Miro, dans cette oeuvre que vous nous montrez, propose très officiellement de nous concentrer sur cet ensemble d’objets volontairement et définitivement rapprochés. Chacun des observateurs, avertis qu’il doit y avoir quelque profit à tirer de l’étude de cette proposition (aussi étonnante que du André Breton avec les mots) vont passer quelques minutes à gamberger et chacun déploiera une activité cérébrale en exploration de liens (connus et inconnus) Le résultat des explorations individuelles restent in petto, les gens ne papotent pas de ces images-passerelles qu’ils ont inventé dans leur écran intérieur, mais chacun aura fait fonctionner ses méninges, même longtemps après avoir quitté la vue directe sur l’oeuvre.

D’autres bloqueront peut-être sur un autre problème pendant que vous avez bloqué sur la vanne rouge.
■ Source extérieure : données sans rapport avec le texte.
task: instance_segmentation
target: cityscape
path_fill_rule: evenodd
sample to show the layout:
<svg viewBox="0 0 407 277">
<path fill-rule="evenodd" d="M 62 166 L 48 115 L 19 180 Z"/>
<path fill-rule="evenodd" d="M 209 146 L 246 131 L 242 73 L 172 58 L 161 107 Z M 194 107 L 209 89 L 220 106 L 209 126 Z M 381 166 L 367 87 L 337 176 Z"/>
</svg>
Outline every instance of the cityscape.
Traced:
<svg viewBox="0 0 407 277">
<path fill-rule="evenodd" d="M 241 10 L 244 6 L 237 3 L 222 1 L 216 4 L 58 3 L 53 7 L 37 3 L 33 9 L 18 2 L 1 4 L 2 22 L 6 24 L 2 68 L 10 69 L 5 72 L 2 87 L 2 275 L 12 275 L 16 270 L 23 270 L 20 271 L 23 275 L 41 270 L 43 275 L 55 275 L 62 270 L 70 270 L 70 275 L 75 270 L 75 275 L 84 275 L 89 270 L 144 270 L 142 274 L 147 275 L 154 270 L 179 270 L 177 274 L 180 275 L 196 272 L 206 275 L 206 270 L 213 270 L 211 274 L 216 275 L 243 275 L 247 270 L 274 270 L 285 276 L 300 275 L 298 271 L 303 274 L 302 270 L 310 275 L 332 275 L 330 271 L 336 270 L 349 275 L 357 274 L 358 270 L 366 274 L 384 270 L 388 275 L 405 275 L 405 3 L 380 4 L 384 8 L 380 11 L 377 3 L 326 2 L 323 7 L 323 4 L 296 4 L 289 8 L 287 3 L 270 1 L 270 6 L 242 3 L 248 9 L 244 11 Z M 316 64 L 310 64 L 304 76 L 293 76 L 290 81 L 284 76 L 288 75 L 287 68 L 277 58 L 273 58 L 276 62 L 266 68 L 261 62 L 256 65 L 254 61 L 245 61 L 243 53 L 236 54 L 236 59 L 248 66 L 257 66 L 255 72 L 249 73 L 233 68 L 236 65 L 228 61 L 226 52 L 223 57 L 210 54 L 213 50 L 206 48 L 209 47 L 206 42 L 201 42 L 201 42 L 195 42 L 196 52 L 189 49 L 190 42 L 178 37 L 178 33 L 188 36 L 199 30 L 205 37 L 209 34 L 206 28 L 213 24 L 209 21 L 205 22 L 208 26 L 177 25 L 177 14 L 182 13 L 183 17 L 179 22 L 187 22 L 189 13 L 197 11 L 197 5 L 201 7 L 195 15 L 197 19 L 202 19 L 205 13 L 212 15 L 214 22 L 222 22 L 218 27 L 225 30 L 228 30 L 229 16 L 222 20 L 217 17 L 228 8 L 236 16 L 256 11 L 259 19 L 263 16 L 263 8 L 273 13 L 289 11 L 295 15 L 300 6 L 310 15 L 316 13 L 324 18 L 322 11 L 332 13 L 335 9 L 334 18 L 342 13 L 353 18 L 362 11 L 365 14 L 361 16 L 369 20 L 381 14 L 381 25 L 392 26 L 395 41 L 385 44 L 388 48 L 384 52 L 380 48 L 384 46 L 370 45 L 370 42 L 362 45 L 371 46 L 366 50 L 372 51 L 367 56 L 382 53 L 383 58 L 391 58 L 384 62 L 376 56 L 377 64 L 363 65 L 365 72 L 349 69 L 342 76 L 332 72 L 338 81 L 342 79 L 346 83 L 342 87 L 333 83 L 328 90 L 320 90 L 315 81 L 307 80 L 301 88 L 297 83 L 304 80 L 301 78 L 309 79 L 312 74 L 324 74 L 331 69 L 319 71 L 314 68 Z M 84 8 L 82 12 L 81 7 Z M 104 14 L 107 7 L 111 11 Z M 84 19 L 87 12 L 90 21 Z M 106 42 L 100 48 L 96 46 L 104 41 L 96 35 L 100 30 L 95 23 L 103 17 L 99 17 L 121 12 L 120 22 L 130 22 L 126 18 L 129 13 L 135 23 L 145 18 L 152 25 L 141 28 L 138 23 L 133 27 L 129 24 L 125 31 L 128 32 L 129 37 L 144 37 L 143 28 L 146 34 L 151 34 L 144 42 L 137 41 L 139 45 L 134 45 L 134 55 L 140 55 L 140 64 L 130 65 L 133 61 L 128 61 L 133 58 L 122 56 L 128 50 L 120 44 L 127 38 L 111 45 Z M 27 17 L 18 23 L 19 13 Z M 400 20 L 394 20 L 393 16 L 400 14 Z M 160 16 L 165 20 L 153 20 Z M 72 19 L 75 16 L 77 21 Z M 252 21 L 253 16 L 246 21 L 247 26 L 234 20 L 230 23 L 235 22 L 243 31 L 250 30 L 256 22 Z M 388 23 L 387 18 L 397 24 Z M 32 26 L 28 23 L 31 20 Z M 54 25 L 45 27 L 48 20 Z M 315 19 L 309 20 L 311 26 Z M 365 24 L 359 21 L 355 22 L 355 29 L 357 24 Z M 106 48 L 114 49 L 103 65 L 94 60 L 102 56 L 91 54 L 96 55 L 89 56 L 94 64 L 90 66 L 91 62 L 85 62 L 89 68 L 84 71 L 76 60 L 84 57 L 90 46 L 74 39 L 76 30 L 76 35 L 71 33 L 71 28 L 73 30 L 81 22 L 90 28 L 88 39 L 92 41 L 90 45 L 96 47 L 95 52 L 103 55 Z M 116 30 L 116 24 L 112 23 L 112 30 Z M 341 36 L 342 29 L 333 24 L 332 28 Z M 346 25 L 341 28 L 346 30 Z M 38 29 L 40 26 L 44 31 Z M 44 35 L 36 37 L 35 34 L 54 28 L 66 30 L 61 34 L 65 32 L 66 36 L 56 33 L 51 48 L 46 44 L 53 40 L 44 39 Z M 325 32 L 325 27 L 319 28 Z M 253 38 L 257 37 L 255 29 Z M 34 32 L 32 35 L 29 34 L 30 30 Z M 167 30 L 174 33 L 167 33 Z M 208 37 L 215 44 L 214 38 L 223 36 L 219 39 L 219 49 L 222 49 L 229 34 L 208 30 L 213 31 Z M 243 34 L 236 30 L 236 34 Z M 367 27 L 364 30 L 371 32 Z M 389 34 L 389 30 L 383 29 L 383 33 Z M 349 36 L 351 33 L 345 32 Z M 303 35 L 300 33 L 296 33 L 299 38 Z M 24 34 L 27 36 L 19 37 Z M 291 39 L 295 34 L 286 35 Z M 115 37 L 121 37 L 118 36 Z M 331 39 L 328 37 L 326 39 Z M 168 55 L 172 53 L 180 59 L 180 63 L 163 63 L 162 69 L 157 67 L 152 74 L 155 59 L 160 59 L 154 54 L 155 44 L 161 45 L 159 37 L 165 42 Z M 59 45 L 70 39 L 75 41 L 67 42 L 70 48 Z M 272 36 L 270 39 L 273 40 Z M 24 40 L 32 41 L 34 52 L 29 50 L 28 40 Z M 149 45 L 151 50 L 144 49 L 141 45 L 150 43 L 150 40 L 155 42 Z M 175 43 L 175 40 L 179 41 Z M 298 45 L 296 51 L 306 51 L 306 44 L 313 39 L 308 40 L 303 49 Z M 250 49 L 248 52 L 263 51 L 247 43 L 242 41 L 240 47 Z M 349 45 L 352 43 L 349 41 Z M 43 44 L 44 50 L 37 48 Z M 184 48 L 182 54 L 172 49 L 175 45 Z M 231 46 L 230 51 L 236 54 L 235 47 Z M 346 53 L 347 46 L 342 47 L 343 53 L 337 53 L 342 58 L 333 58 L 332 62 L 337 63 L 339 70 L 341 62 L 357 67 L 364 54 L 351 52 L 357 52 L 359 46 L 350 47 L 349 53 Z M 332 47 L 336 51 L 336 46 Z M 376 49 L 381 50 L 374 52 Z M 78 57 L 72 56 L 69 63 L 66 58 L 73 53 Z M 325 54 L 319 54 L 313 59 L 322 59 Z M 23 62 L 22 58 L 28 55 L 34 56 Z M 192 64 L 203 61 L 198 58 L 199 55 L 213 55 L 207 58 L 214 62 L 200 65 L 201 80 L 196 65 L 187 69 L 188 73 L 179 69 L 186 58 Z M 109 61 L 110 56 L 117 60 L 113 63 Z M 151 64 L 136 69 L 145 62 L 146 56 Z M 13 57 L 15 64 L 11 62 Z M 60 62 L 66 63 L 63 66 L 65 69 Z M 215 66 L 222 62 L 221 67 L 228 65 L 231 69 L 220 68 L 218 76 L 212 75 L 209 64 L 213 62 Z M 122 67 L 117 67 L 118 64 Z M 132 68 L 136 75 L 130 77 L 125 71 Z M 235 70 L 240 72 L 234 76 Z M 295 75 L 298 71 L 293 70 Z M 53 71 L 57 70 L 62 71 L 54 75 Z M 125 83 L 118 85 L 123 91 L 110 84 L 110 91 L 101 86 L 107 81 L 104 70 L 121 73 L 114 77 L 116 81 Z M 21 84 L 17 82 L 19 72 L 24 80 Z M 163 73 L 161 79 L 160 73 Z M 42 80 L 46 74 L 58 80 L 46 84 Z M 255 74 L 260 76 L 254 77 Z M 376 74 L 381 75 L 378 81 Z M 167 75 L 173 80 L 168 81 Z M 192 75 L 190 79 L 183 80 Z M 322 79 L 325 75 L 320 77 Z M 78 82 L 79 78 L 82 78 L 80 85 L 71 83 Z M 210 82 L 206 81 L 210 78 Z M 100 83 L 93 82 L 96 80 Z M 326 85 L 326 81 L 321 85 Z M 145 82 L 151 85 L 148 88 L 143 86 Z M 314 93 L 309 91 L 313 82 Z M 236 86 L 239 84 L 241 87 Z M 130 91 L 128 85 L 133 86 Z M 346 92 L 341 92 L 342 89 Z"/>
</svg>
Peu importe, chacun de nous aura développé une activité cérébrale en activant des neurones jusque là en stand bye.


Ici, Miro a parfaitement réussi son rôle d’excitateur ou de suscitateur de liens entre nous et nous ainsi qu’entre nous et nos productions. Sans plus évoquer les références classiques, Dali s’en étant déjà chargé, par exemple avec sa Vénus de Milo à tiroirs.